Evolution can be seen as a method for copying information from one population to the next. Variation and selection introduce a bias in the copying, so that the population 'improves' or 'learns' over successive generations.
DNA is the main type of information encoding typically associated with the copying process in evolution. The representation of innate skills has not yet been decoded, so we have to proceed from general constraints, with feasibility models, and engage in a lot of speculation.
For skills, the mechanics of the process of evolution, i.e. copying, variability, and selection, may also apply to other forms of information encoding and information copying.

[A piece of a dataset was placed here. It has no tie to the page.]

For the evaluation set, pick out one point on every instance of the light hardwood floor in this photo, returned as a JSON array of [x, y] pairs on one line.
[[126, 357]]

We shall also speculate about within-individual evolution. For this theory and model, different skills are the individuals in the population. This theory uses the processes of evolution to account for learning from experimentation (using variations of the skilled actions).
We speculate that the brain contains a population of skills at any given time. This inventory of skills changes over time. In this theory, the population of skills at one age (say 3 years old) is the parent to the population of skills at a future age (say at 4 years old).
We assume that skills can be forgotten, i.e. that the information representation for the skill disappears from our brain or where ever it may be stored, if it is not used (like dynamic memory in computers).
For each one of the above applications of the abstract theory of evolution, the information representation of skills is at the heart of the theory. In the next part we shall focus on this issue with a theory of an 'inner language' that represents skills, allows further compression, is useful for building on and reusing skill components. I see this 'inner language' as a programming language for the information processing required for applying skills to generate action.